An engine block heater is availible to be fitted. This is NH part # 86578375. By using this and possibly a magnetic oil pan heater, the engine should start easier.

Ring me toll free at 1-866-327-6255 (8-5 cst) M-F if you have more technical questions.


----------



## Jerry/MT (Feb 11, 2010)

hotpot_420 said:


> It's starting to get quite cold and the 5610 I purchased this summer is rather unhappy about starting. It does not have an engine block heater, does anyone have any recommendations for one and exactly where to install it? Also do I need to use a diesel anti gel additive with the fuel? if so what brand/type?


Jelling is usually not a problem untill it gets reallly cold (-20°F). Water in the fuel that freezes the filter will get you before then. Also water in the tank and crud can block the screen on the fuel tap in the tank. Clean, water-free fuel is a must on a diesel.

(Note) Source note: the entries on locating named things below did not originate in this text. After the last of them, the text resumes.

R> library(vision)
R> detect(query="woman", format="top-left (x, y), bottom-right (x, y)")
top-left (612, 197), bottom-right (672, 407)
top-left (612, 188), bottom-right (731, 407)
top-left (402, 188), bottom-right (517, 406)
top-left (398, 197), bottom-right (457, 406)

They usually come with a Thermostart device but it may need repalcement and they are only good to around 10 to 20°F. Look on the intake manifold for a screw in device that that has a wire and a small tube running to it. To activate it you hold the key between Run and start for about 45-60 seconds and then try a start. *If you have a Thermoastart it must be disabled before you use any starting fluid to assist a start. *If you don't disable it the Thermostart is activated during starting and with starting fluid in the manifold, you can blow the intake manifold off the engine.

The best bet is a block heater.It installs in a core plug next to the starter on the right side of my 4610. Don't know where your location is. they're relativelycheap and in my opinion, necessary if you live in a cold winter climate. They should come stock on every diesel tractor! I have mine on a timer and it starts up at 2:00 pm and shut's off at 4:00 pm which is when I feed. Two hours is about all you need in real cold weather. I use mine when the temps get below 40°F because it starts so easy and the oil is warm.

Finally make sure that your battery is in good shape and replace you fuel filters before the winter weather sets in. Keep the tank full to minimize condensation and use a multivis oil. Make sure that you air filter is clean.


----------